On 20 December 2017, the Assistant Minister to the Treasurer, the Hon. Michael Sukkar MP, announced the legislated five-year review of the Australian Charities and Not-for-profits Commission Act 2012 (Cth) and the Australian Charities and Not-for-profits Commission (Consequential and Transitional) Act 2012 (Cth), both of which commenced operation in December 2012. The independent panel conducted a public consultation including through public submissions. Submissions closed on 28 February 2017.

Our key concerns

RCOA endorses in general the submission of the Community Council of Australia on the ACNC review. We focus our submission on the following issues:

  • Suggested changes to the objects of the ACNC Act
  • Risks in relation to advocacy
  • Appointment of the ACNC Commissioner and ACNC Advisory Board, and
  • Thresholds for disclosure.

Objects of the Act

We note the proposal by the ACNC to include two new objects in the ACNC Act:

  • To promote the effective use of resources in the sector, and to
  • Enhance the accountability of charities to donors, beneficiaries and the public.

We endorse the view of the Community Council of Australia and others that there is no need to change the objects of the Act. We note that there is tension between these proposed objects and the existing object of reducing regulatory burden on charities. More importantly, we see dangers in including these proposed objects.

The two objects would appear to suggest that the ACNC has a role in determining whether a charity has made ‘effective’ use of its resources. Both objects seem to reflect suggestions made when the ACNC was originally established that it should act similarly to a ‘Charity Navigator’-style model by ranking the efficiency of charities. Such a model was rejected at the time, in our view rightly, on grounds of both principle and practice.

As a matter of principle, a government regulator should not be in the position of deciding when a charity is using its resources ‘effectively’, as long as it is using those resources for its charitable purposes and with the transparency required under the ACNC Act. A fundamental part of being a charity is that charities are independent of government and it is the role of the governing body to determine the most effective application of its resources. Ultimately, it is for members of a charity and donors to hold the charity to account for those decisions, not the regulator.

Further, there is a practical problem in a government regulator determining what constitutes effectiveness.
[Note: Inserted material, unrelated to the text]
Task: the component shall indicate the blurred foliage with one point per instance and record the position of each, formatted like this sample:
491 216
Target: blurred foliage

In making that determination, a governing body of a charity must reconcile many competing demands on what are often limited resources. In many cases, what is likely to be effective will be unknown, unpredictable and unquantifiable. There is no single neutral metric for determining effectiveness across the diverse range of charities.

Advocacy

This last point is especially true in the case of resources spent on advocacy. While service delivery is often quantifiable and concrete, many of the problems facing refugees in Australia are caused by, or can only be remedied or mitigated by, policy and legislation. A charity may legitimately take the view that an effective way of achieving refugee protection would be to argue for a different policy or law. Yet it is difficult to identify the cause and effect of any advocacy, let alone to quantify its effectiveness.

This concern raises a broader issue in relation to the protection of advocacy under the ACNC Act. We endorse the concerns raised in the Community Council of Australia’s submissions in this regard.

We note that the promotion of advocacy as a charitable purpose arises under the Charities Act and not the ACNC Act. Nonetheless, this review is taking place at a time in a climate of fear in relation to advocacy. The Bill currently before Parliament regulating the political expenditure of charities and the recent appointment of a new ACNC Commissioner who has publicly stated his views that charities should not be involved in advocacy come just before a federal election.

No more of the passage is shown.